FIVE DAY RAIN SHINE AGAIN

It's a bit of a sad tale: Largely-forgotten 60s act Five Day Rain almost have a hit:

GUITARIST Rick Sharpe has missed out on earning an estimated £100,000 from a forgotten album which has been pirated and put on the internet.

Master tapes of Five Day Rain - a 1969 LP by his band of the same name - were thought to have been stolen from a studio.

But they surfaced in South America where the record has been pirated.

It has also been on more than 50 websites, played on radio worldwide, and sold around 100,000 copies.


Hang about a minute, though - if it's been "put on the internet" how has it sold 100,000 copies? This sounds like straight theft and a simple breach of copyright to us, and it's disappointing the Mirror is trying to blame the internet for that.

More to the point, is it the piracy which has cost Sharpe a hundred grand?

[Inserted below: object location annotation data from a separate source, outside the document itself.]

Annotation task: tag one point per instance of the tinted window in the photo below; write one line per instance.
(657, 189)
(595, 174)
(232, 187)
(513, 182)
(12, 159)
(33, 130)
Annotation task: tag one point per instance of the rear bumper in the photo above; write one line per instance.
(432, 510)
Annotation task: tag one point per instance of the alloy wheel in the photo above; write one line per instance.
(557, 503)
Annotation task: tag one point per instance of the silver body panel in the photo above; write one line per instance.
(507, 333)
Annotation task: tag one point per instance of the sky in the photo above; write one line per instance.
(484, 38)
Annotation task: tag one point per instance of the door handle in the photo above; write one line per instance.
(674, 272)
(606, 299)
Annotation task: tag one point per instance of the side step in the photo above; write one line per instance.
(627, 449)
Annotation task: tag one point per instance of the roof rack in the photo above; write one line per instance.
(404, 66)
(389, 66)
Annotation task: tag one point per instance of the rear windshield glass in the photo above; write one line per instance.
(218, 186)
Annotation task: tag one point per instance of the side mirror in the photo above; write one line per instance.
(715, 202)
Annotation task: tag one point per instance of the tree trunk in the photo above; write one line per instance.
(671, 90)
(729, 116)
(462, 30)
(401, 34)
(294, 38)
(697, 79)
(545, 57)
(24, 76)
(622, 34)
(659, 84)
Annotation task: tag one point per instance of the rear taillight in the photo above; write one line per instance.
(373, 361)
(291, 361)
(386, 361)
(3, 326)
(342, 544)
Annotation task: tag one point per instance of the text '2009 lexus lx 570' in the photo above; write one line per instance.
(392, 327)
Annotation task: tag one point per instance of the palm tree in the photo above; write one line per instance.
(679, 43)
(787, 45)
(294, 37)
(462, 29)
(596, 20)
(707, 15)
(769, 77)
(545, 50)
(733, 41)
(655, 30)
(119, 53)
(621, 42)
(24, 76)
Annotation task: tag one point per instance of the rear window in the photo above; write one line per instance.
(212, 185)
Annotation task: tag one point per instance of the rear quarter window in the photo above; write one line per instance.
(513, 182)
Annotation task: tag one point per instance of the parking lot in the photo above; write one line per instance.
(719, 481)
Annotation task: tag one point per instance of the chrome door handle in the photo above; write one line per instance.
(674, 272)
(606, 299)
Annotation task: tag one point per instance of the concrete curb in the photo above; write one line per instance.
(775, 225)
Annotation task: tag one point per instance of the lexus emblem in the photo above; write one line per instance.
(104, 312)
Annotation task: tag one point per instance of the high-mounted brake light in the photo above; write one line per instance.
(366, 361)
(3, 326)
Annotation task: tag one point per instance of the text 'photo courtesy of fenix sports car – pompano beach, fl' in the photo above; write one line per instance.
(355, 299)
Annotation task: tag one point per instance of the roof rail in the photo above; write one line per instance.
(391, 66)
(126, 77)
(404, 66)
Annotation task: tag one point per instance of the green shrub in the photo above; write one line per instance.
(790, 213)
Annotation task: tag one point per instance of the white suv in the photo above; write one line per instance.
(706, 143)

If the album hadn't been circulating in its samizdat form, it wouldn't have been circulating at all - what's cost Sharpe his money isn't someone stealing the record and releasing it, but the record label who owns it allowing something for which there is clearly huge worldwide demand to become unavailable. This story is the flipside to Cliff's plea for mechanical copyright protection extension: it won't do many artists any good, as the records belong to the labels, and the labels - through a mixture of can'ts and won'ts - don't do anything with the recordings.

If Sharpe can track down the people who've released this album, we wish him luck getting his money. But on the upside, he's at least got solid market research to argue for a proper re-release.